DOC NYC 2010: Ride, Rise, Roar with David Byrne
There are times – many times — during the David Byrne concert film Ride, Rise, Roar when you can’t tell who’s the main attraction.
By all appearances, this white-haired, white-suited, largely deadpan guy with a guitar could be simply the accompaniment for the trio of modern dancers exuberantly whirling and flexing all around him and bringing even more layers of life to the music.
Then there’s the way that Byrne and the dancers and the band and the backup singers meld on stage, transforming organically into a single and singular experience during the shows celebrating the 2008-2009 Byrne and Brian Eno collaboration that Ride, Rise, Roar documents.
For Byrne, who answered questions Saturday night after a screening of David Hillman Curtis’s film as part of DOC NYC, pairing the iconic music with the usually obscure modern dance form is just one more way to stretch his art and himself.
“If we put what they already do onto what we do – how would that work?” he said.
The dancers, Byrne said, observed that their part of the art “is exactly the same as we would do at our dance performances, and nobody comes. “We put the same thing in a new context, and the audience was loving it,” he told the DOC NYC crowd. “And all of a sudden it’s completely accessible. Not by compromising what we do in any way, but putting it in a different context.”
The context deepens even further with moments of dancers wielding guitars and dancing with them as if they were another limb, or dancers occasionally becoming backup singers, or singers dancing, and Byrne doing a little of everything.
Curtis intercuts performances with black-and-white footage of rehearsals and interviews, sometimes cutting seamlessly between the live and rehearsal versions of a song with a result that’s nearly intoxicating.
There’s a marvelous scene in Byrne’s chaotically cluttered office in which, with something of an air of perplexity, he tries to show how his long-distance collaboration with Brian Eno works. Then there’s the bicycle-loving Byrne coasting tranquilly through the frantic streets of New York City against the backdrop of “Heaven” (“a place where nothing, nothing ever happens”). And a single dancer, alone in a studio, quietly turning everything upside down with slow and gentle handstands – and no music, no sound at all.

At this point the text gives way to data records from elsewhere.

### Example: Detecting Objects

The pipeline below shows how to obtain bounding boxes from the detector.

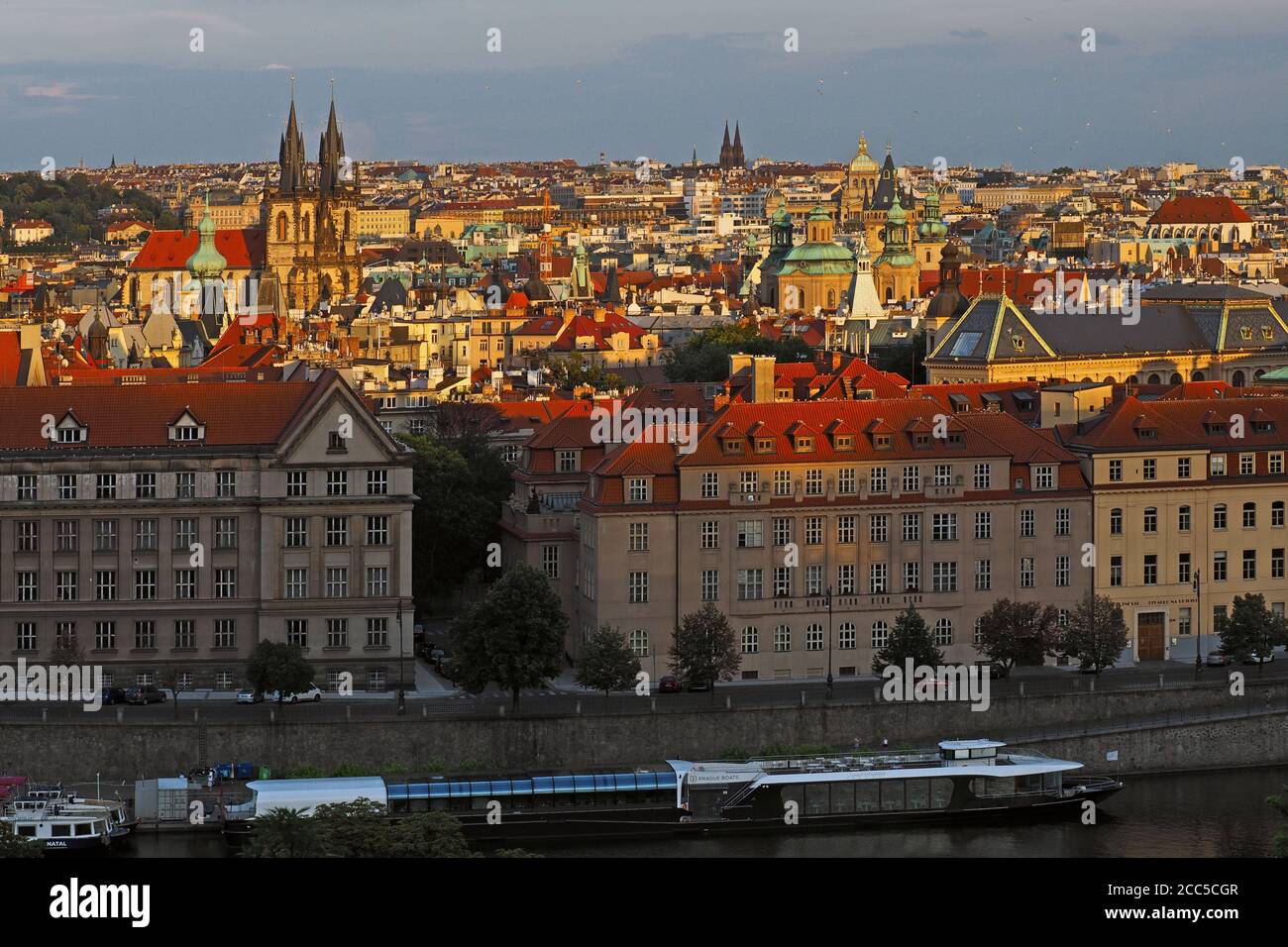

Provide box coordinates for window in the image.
[134,519,158,552]
[975,559,993,591]
[935,618,953,646]
[18,474,37,502]
[54,571,77,601]
[326,618,349,648]
[738,519,765,549]
[368,566,389,598]
[868,562,890,595]
[975,510,993,540]
[13,519,40,553]
[94,570,116,601]
[702,570,720,601]
[738,570,764,601]
[214,618,237,649]
[215,569,237,598]
[1020,556,1034,588]
[215,517,237,549]
[930,562,957,591]
[286,471,306,496]
[94,474,116,500]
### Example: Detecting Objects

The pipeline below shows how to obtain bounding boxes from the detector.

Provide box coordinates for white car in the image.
[265,684,322,703]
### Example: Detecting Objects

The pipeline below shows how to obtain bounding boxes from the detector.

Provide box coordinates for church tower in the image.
[265,82,362,312]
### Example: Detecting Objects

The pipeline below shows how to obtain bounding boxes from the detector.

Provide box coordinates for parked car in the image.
[125,684,164,703]
[265,683,322,703]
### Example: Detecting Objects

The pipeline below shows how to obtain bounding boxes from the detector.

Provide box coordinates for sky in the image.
[0,0,1288,170]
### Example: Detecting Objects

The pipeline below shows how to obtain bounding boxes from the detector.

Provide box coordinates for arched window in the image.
[935,618,953,644]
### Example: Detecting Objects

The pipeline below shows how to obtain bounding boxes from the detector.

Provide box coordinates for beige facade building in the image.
[0,372,415,689]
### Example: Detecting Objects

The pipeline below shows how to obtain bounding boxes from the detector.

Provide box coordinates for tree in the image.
[577,625,640,697]
[872,605,944,674]
[975,598,1060,678]
[1056,595,1127,674]
[667,601,742,688]
[246,639,313,706]
[450,563,568,707]
[1219,594,1288,672]
[245,809,325,858]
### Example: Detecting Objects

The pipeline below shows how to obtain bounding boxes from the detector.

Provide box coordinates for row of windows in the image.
[5,471,389,501]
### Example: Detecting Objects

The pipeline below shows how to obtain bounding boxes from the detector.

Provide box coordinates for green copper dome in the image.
[188,194,228,279]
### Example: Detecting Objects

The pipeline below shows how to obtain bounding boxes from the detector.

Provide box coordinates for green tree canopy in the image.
[872,605,944,674]
[975,598,1060,677]
[667,601,742,686]
[451,563,568,707]
[577,625,640,695]
[1057,595,1127,674]
[246,638,313,703]
[666,322,814,381]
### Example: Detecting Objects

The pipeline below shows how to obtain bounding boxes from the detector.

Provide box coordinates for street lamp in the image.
[827,585,832,697]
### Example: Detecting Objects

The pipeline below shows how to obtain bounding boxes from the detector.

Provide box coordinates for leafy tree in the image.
[0,824,46,858]
[975,598,1060,677]
[1057,595,1127,674]
[667,601,742,686]
[872,605,944,674]
[666,322,814,381]
[1219,594,1288,672]
[577,625,640,697]
[245,809,326,858]
[450,563,568,707]
[246,639,313,706]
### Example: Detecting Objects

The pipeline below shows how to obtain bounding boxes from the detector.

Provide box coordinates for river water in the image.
[123,767,1288,858]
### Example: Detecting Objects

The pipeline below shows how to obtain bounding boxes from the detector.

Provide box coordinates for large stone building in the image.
[0,372,413,689]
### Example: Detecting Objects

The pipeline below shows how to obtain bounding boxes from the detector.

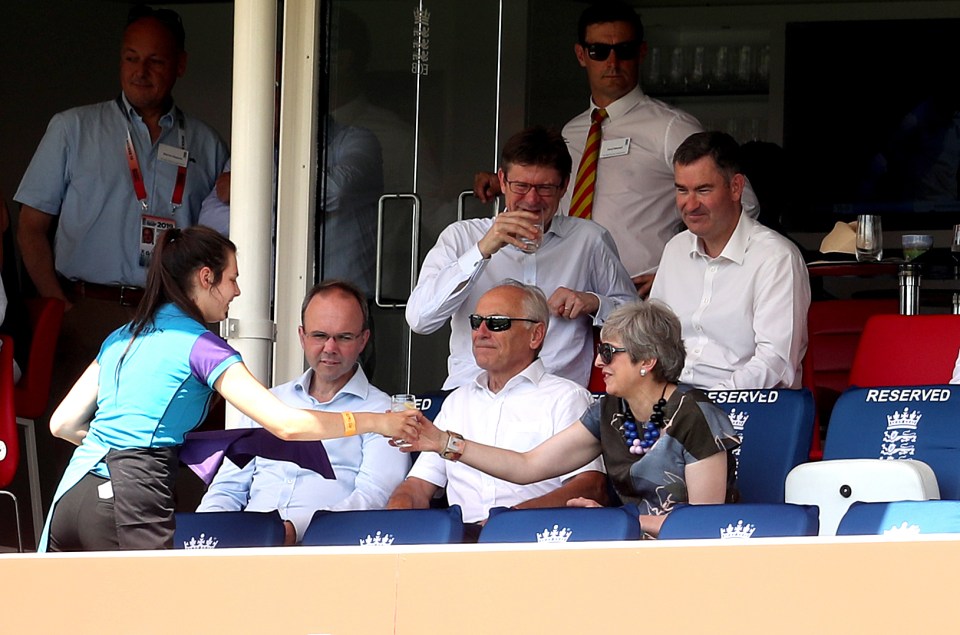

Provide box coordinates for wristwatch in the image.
[440,430,467,461]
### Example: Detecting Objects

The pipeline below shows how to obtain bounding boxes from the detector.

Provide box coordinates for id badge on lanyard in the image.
[117,97,190,267]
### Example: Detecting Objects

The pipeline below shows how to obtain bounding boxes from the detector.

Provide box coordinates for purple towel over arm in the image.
[180,428,336,485]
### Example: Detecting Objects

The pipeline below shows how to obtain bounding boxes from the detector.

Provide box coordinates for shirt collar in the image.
[590,85,643,121]
[546,215,573,238]
[473,357,547,394]
[294,364,370,403]
[120,91,177,128]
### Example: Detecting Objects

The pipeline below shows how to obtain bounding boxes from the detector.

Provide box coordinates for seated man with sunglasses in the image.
[406,127,637,390]
[387,280,606,540]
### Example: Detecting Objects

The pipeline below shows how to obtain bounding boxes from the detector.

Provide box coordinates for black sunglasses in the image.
[597,342,627,364]
[583,40,640,62]
[470,313,540,333]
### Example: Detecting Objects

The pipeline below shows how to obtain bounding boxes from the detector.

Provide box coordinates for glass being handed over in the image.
[390,394,417,448]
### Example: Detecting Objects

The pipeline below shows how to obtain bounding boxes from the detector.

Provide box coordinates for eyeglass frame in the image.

The themes of collaboration, cross-pollination and blending of roles are everywhere both in Ride, Rise, Roar and in DOC NYC itself, and further evidence came in Saturday’s Q&A.
While the film has the look of many cameras, Curtis said there were at most three, often two, but the performers’ all-white attire made it easy to intercut footage from several shows and give the feel of many more layers. Still, in the editing room there was some verve missing at first in the edits of the live songs. It was Byrne, the musician, who suggested to Curtis, the editor, that an editor named Matt Boyd be called in to help.
One questioner asked Byrne whether he got distracted by all the leaping and bounding surrounding him during the performances. Quite the opposite, he said: “They bring the energy and there’s an osmosis thing that happens.”
Now Byrne is looking for new boundaries to push. He told the crowd he’s been working with a musician who goes by the stage name St. Vincent, exploring material featuring a brass ensemble and sometimes no band at all.
In a hint of why he’s doing this:
“It doesn’t sound like anything either of us has done before.”